5. The automatic charging method for an intelligent patrol robot according to claim 1, wherein said wireless charging house comprises: a housing, an external signal generator disposed outside the housing, and an internal transmitting resonator disposed inside the housing;

the housing comprises a top, a bottom and a plurality of side walls, and the top, the bottom and the plurality of side walls at least partially comprise a conductive material;

the external signal generator includes: a signal generator for generating a fundamental wave signal, a power amplifier for amplifying the fundamental wave signal, and an exciting coil for transmitting the amplified fundamental wave signal to an internal transmitting resonator through inductive coupling;

the internal transmitting resonator generating a current on the side wall by inductive coupling;

when the current directions on adjacent side walls are opposite, and the adjacent side walls are used as current return paths of each other, a three-dimensional magneto-quasi-static field for supplying electric energy is formed in the wireless charging room.
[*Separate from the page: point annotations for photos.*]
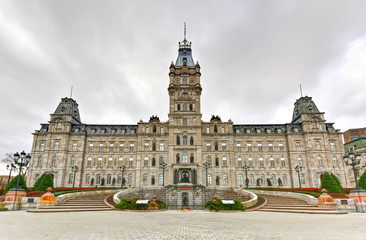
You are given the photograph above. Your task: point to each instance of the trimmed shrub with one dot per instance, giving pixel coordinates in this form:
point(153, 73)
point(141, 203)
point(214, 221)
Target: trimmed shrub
point(338, 182)
point(362, 181)
point(130, 204)
point(219, 206)
point(44, 182)
point(330, 184)
point(13, 184)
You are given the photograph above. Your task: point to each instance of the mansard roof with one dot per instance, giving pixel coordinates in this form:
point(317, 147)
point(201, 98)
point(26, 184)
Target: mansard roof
point(303, 105)
point(68, 106)
point(184, 54)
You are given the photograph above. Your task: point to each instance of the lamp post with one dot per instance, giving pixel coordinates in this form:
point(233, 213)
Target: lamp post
point(206, 165)
point(163, 165)
point(353, 160)
point(246, 169)
point(74, 169)
point(122, 169)
point(22, 160)
point(12, 167)
point(298, 169)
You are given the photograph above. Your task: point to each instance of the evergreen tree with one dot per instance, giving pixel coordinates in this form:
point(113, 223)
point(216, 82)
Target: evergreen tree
point(13, 184)
point(362, 181)
point(330, 184)
point(337, 182)
point(44, 182)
6. The method of claim 5, wherein after controlling the inspection robot to enter the wireless charging room according to the relative pose relationship, further comprising:

and controlling the direction of the receiving coil to be orthogonal to the electromagnetic field which is filled in the wireless charging room, so that the inspection robot obtains the maximum charging efficiency.

7. The automatic charging method for an intelligent patrol robot according to claim 6, wherein the maximum charging efficiency satisfies the following formula:

wherein q ₁ ,q ₂ The quality factors of the internal transmitting resonator and the receiving coil, k and omega respectively ₀ Respectively the internal transmitting resonator and the junctionThe coupling coefficient and the resonant angular frequency of the receiving coil.

8. An automatic charging method for an intelligent patrol robot according to any one of claims 1-7, wherein said sensing means comprises: ultrasonic sensors, laser sensors, infrared thermal imaging sensors, and camera sensors.

9. A wireless room that charges for intelligent inspection robot, its characterized in that, wireless room that charges includes: a housing, an external signal generator disposed outside the housing, and an internal transmitting resonator disposed inside the housing;

the housing comprises a top, a bottom and a plurality of side walls, and the top, the bottom and the plurality of side walls at least partially comprise a conductive material;

the external signal generator includes: a signal generator for generating a fundamental wave signal, a power amplifier for amplifying the fundamental wave signal, and an exciting coil for transmitting the amplified fundamental wave signal to an internal transmitting resonator through inductive coupling;

the internal transmitting resonator generating a current on the side wall by inductive coupling;

when the current directions on adjacent side walls are opposite, and the adjacent side walls are used as current return paths of each other, a three-dimensional magneto-quasi-static field for supplying electric energy is formed in the wireless charging room.